W ten sposób Ojciec Święty nieformalnie rozpoczął Rok Miłosierdzia, który oficjalnie rozpocznie się w Rzymie 8 grudnia, w uroczystość Niepokalanego Poczęcia NMP. Otwarcie Drzwi Miłosierdzia w stolicy Republiki Środkowoafrykańskiej, kraju w którym toczy się od lat krwawa wojna domowa, ma szczególne znaczenie, bo właśnie tutaj, jak nigdzie indziej, ludzie potrzebują Bożego przebaczenia i miłości.
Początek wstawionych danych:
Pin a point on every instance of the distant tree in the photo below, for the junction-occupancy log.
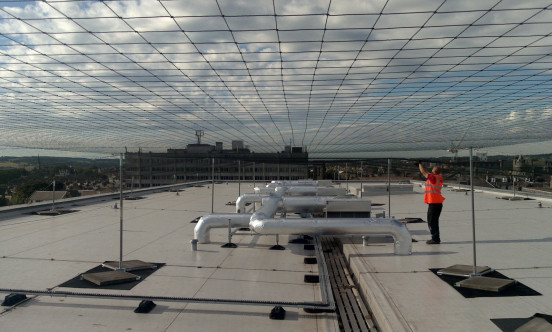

Od uzyskania niepodległości w 1960 r. Republika Środkowoafrykańska jest jednym z najbardziej niestabilnych krajów kontynentu. Wśród kolejnych dyktatorów zasłynął cesarz Bokassa, który uczestniczył osobiście w torturach, egzekucjach i aktach kanibalizmu na 200 dzieciach, które protestowały przeciw przymusowi noszenia mundurków szkolnych zaprojektowanych przez cesarzową. Nasilenie walk rebeliantów z wojskami rządowymi nastąpiło w 2011 r., a w roku 2013 partyzanci ugrupowania Séléka, wywodzący się z koczowniczych plemion z północy kraju, obalili urzędującego prezydenta. Z czasem konflikt polityczny przekształcił się w religijny, a muzułmanie rozpoczęli eksterminację chrześcijan. Tragiczne jest to, że później również chrześcijanie z oddziałów samoobrony Antybalaka dopuścili się wielu gwałtów i morderstw na muzułmanach. W sierpniu 2013 r. Organizacja Narodów Zjednoczonych uznała Republikę Środkowoafrykańską za państwo upadłe. Dzięki międzynarodowej mediacji udało się ustalić ze zwalczającymi się ugrupowaniami program wyjścia z kryzysu, jednak trwające wręcz do samego przyjazdu Papieża walki ukazują, jak kruche są tutaj nadzieje na trwały pokój.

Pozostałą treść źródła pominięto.